Hyper threading does not split a large program into smaller parts. That idea is simply known as threading, which is quite simple to implement on any multitasking operating system.
A simple (though perhaps pointless, it does give a good idea of whats going on) example on the Amiga would be to write a graphics converter program, where your program does little more than run a graphical user interface. When the user selects a file to convert, say an IFF to a Jpeg, the program starts another task passes it the graphics data and then lets that task do the number crunching. The main program is now free to allow the user to do something else.

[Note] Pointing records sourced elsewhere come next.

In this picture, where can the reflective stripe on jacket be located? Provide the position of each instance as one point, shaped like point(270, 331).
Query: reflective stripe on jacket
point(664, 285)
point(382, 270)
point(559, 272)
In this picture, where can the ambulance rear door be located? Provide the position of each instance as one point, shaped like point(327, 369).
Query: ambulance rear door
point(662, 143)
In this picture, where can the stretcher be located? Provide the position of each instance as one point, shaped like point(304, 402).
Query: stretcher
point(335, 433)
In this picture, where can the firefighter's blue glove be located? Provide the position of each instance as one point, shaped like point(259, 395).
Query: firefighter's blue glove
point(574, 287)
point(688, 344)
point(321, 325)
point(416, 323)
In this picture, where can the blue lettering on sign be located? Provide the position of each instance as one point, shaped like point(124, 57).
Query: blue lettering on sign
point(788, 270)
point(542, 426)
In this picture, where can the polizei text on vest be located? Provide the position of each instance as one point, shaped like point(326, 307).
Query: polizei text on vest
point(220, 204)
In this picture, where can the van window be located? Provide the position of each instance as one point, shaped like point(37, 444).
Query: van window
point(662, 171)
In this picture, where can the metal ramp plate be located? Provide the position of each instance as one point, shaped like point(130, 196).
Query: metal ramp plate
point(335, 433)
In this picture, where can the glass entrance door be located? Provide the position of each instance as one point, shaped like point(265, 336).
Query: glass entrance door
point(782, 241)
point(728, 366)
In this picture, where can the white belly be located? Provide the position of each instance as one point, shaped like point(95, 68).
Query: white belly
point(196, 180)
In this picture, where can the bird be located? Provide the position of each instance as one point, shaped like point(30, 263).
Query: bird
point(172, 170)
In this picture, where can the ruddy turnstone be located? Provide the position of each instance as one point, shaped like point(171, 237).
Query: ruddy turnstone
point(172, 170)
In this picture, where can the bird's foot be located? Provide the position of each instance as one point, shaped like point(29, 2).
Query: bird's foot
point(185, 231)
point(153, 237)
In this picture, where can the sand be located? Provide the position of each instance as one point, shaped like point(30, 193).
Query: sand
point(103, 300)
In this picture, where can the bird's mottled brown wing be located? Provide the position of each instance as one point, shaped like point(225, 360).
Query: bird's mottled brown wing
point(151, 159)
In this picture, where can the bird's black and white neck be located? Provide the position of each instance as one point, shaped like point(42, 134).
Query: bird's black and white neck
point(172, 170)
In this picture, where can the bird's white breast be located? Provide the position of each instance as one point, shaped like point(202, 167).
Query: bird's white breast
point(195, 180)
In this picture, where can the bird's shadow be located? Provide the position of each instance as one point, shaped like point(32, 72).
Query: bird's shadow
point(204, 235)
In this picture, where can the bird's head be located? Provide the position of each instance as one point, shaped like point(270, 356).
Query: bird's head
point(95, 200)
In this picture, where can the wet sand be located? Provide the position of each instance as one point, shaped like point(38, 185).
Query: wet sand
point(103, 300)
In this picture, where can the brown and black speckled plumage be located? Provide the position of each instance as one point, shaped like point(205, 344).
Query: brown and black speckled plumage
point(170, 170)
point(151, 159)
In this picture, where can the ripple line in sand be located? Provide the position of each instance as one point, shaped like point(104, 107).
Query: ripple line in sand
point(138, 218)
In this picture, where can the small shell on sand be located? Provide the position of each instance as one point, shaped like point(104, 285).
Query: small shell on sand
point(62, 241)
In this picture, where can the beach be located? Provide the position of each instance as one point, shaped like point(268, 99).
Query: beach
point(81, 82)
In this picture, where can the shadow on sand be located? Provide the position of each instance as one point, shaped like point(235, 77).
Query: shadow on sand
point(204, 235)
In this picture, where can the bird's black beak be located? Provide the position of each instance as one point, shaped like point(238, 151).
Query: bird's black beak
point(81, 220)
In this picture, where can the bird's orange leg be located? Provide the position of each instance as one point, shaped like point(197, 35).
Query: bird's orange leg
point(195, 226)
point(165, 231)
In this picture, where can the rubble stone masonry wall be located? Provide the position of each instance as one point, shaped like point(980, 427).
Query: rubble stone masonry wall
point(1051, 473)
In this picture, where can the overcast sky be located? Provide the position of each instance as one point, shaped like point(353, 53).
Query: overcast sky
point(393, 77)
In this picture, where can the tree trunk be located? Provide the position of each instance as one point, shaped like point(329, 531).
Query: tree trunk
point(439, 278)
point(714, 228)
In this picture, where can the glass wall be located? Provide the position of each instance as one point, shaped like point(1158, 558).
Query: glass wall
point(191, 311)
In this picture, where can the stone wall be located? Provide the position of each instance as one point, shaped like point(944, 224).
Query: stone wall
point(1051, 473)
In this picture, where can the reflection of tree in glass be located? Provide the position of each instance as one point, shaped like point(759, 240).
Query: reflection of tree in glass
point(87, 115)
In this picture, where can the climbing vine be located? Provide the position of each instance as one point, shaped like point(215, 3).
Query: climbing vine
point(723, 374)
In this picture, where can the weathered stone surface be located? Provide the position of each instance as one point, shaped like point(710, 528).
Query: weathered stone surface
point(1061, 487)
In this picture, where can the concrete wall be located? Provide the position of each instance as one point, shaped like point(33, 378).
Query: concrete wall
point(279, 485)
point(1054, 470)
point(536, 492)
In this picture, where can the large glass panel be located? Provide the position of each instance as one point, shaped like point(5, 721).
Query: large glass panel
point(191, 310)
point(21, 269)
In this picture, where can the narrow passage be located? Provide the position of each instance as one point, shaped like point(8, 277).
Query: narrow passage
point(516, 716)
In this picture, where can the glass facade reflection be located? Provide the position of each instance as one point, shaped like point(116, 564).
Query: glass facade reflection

Once the converter task has finished it just has to signal the main program this fact and let the user decide what to do next.
In a normal (Amiga) CPU like the 68060, each task/program is given its turn to run (I believe, assuming both tasks are at the same priority, they would switch every 12th of a second (i.e. every 4 VBL)). This just means that each program runs a bit slower than if they were running on their own.
Modern CPUs have multiple execution units which can perform the same operations (actually sometimes, like in the 68060, there is a division of abilities, but this complicates matters)... like having two calculator on your desk, this allows the CPU to run two instructions (that do not depend upon the result of each other) at the same time. A decent compiler or a good human coder, will think carefully about the order of their program's instructions to allow the CPU to do this effectivly. This is known as optimisation.
Hyperthreading, is simply a special schedualer inside the CPU which makes the single CPU core look like 2 CPU cores. So that if there is a free execution unit, ie one that the CPU couldn't fill with the currently executing task (or if the currently executing task is wating for a memory operation to complete... these take forever in CPU terms), then another program will be given a chance to use that free resource, hense using time on the CPU which otherwise would be going to waste.
The problems are many. Firstly both tasks have to share the same infrastructure... Cache, buffers, memory bus etc... secondly it's rare for a good optimised program to leave much CPU resource free.. thirdly and most importantly it requires quite a bit of silicon space to implement... and only really offers a 5 to 10 percent performance gain.
It was only useful on the "brain-dead" NetBurst architecture, and is unlikely to return in the near future. Having 2 real cores on a single die offers much greater performance gains.